The Lone Ranger is the 2013 action-comedy Disney movie, based on the character of the Lone Ranger who first appeared in the 1933 radio show of the same name. The film starred Armie Hammer as the masked avenger John Reid/the Lone Ranger, with Johnny Depp as his Comanche Indian sidekick Tonto and Helena Bonham Carter and Tom Wilkinson in supporting roles.
The film told the origin of The Lone Ranger, who was previously a lawyer-cum-deputised Texas Ranger and his first encounter with Tonto.

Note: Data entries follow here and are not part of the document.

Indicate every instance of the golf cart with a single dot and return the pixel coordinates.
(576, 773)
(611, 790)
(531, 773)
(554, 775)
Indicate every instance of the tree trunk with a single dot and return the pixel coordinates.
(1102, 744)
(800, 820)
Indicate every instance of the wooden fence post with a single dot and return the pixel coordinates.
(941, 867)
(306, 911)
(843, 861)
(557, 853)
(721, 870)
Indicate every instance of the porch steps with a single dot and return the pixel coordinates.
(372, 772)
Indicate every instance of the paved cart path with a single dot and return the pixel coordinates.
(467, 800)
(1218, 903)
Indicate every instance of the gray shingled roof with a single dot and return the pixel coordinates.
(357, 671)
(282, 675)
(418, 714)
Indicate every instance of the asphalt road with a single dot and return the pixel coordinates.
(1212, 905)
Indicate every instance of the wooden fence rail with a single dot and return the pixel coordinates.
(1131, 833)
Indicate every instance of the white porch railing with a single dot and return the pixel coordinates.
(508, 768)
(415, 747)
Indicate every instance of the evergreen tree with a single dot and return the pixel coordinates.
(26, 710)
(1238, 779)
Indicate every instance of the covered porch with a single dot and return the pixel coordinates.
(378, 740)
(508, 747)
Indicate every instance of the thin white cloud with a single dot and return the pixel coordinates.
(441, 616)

Along the way, The Lone Ranger encountered the cannibalistic outlaw Butch Cavendish (Fichtner), the unsavoury railroad tycoon Latham Cole (Wilkinson) and the corrupt Captain Jay Fuller (Pepper).

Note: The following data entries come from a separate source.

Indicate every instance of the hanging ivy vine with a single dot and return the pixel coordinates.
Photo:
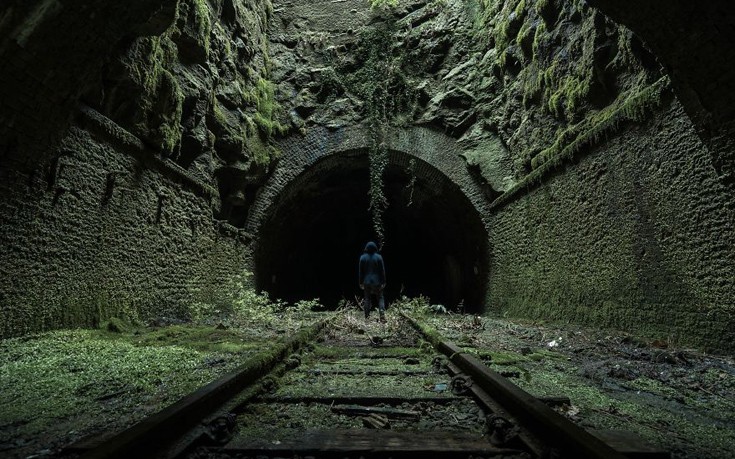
(380, 80)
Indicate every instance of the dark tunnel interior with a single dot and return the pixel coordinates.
(435, 243)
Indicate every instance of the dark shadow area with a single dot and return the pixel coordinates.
(318, 227)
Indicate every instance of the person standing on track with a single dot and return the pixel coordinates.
(372, 279)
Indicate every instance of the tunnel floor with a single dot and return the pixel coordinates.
(60, 387)
(435, 245)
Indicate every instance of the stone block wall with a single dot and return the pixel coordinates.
(95, 233)
(636, 236)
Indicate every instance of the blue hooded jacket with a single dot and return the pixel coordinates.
(372, 269)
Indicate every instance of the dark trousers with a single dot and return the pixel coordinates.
(373, 298)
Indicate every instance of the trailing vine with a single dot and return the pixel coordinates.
(379, 79)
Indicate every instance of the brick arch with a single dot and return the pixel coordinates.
(437, 156)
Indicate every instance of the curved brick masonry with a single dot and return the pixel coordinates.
(437, 154)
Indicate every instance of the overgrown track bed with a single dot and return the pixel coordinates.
(348, 387)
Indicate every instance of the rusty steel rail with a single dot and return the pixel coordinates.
(167, 425)
(548, 425)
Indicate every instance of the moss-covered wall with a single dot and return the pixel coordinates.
(636, 235)
(101, 235)
(133, 204)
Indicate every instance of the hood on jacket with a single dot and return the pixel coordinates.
(371, 247)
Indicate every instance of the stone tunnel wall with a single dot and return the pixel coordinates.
(101, 232)
(438, 151)
(635, 236)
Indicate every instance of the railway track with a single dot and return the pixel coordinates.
(346, 389)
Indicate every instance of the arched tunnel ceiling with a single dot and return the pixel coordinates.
(435, 242)
(312, 221)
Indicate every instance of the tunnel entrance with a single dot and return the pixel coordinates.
(435, 241)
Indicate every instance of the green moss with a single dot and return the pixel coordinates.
(263, 96)
(115, 325)
(381, 80)
(634, 107)
(203, 23)
(383, 4)
(162, 99)
(55, 376)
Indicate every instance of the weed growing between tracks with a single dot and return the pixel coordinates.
(61, 386)
(678, 399)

Despite the presence of high profile star Johnny Depp in a key role and a certain nostalgic familiarity with the Lone Ranger character, audiences just didn’t quite seem to care for this particular take on the subject material. Released to negative reviews, The Lone Ranger became a box-office flop for Disney, grossing $260 million from a reported $225-$250 million budget (not including marketing costs) and provided Disney with yet another summer misfire, following 2012’s John Carter.

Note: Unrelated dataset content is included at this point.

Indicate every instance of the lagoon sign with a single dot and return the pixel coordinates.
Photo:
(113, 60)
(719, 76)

When released on DVD/Blu Ray, reviews were a little more favourable, with movie director Quentin Tarantino listing it within his top ten films of 2013. However, a nod from Tarantino didn’t help win over a new audience for The Lone Ranger.
WHAT WAS GOOD?
Putting aside the initial negative reviews for one moment, The Lone Ranger wasn’t as bad as some critics made out. Sure, it had its problems (we’ll come to these shortly), but as a daft summer blockbuster it did have a number of redeeming points.
Johnny Depp was clearly the star of the movie and whilst his performance was not quite as crowd pleasing a turn as his Captain Jack from the Pirates of the Caribbean series, it was still the standout performance of the movie. Bringing much needed humour as well as providing the anchor for the story, this was as much Depp’s movie as it was anybody else’s and served up a well rounded character in Tonto, which could have easily become a one-note role.
Gore Verbinski’s direction was also a highlight of this particular production, showing confidence in some key scenes, particularly the dramatic showdown during the film’s final act. Oh, and what an act it was too; placing the Lone Ranger and Tonto in a daring rescue atop a moving train, whilst the famous William Tell Overture (taken from the radio show) played out in the background.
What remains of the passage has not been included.